Yellen also addressed the ongoing efforts to manage risks outside of banks, such as money-market funds, hedge funds, and stablecoins, which are digital assets typically pegged to the dollar. She stressed that these financial instruments pose a risk of creating fire sales of assets, potentially destabilizing markets in the process. To tackle these risks, the Financial Stability Oversight Council (FSOC), an interagency forum established after the financial crisis, is working on changing its rules to more easily subject such institutions to enhanced federal supervision. Additionally, Yellen mentioned that the FSOC has restarted a group studying hedge funds and is requesting Congress to pass legislation to regulate stablecoin issuers similarly to banks.

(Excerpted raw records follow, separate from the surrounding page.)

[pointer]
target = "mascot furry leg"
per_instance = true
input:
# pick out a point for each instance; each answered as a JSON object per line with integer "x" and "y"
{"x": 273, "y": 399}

Chinese Consumers Bolster Economic Recovery


In March, China's services sector activity reached its highest level in over a decade, signaling that Chinese consumers are returning to stores and restaurants and driving economic recovery after nearly three years of strict Covid-19 controls. This rebound offers hope for the global economy, as it relies on Chinese consumers to support growth in 2023, while consumers in the US and Europe face challenges like rising interest rates, high inflation, and potential lending restrictions due to banking sector turmoil.


However, the sustainability of the recovery in Chinese consumption remains uncertain, as households have accumulated significant savings but are dealing with weak housing and job markets, and sluggish income growth. Despite these concerns, the World Bank increased its growth forecast for China in 2023 from 4.5% to 5.1%. The Chinese government has set a growth target of around 5% for this year, which economists believe is achievable given last year's weak growth.

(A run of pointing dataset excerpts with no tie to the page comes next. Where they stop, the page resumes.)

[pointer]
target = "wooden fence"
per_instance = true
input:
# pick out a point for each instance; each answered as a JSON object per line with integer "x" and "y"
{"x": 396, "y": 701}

Maintaining the current momentum could be challenging, as Chinese families continue to save and repay mortgage loans, and private businesses seem hesitant to invest and hire. The real test for the Chinese economy will come in the second and third quarters, with a potentially gloomy backdrop for global growth.


UK Joins Indo-Pacific Trade Bloc, Marking Largest Post-Brexit Deal


The UK has successfully negotiated to join the 11-member Comprehensive and Progressive Agreement for Trans-Pacific Partnership (CPTPP), marking the largest post-Brexit trade deal to date. The deal places the UK at the center of a dynamic group of Pacific economies with a combined GDP of £11 trillion ($13.6 trillion).


The trade bloc spans countries such as Canada, Japan, Australia, and Singapore, with the agreement expected to be signed by the end of the year, following approval from Parliament and the 11 member states. Joining the CPTPP is estimated to boost the UK's economy by £1.8 billion in the long term and increase wages by £800 million compared to 2019 levels.


The UK's trade commissioner for Asia Pacific, Natalie Black, emphasized the significance of the deal for the UK's future economic growth. However, it is yet to be seen how much this deal will actually benefit Britain's growth prospects, as it will raise long-term domestic GDP by only 0.08%, which might not offset the European trade losses resulting from Brexit.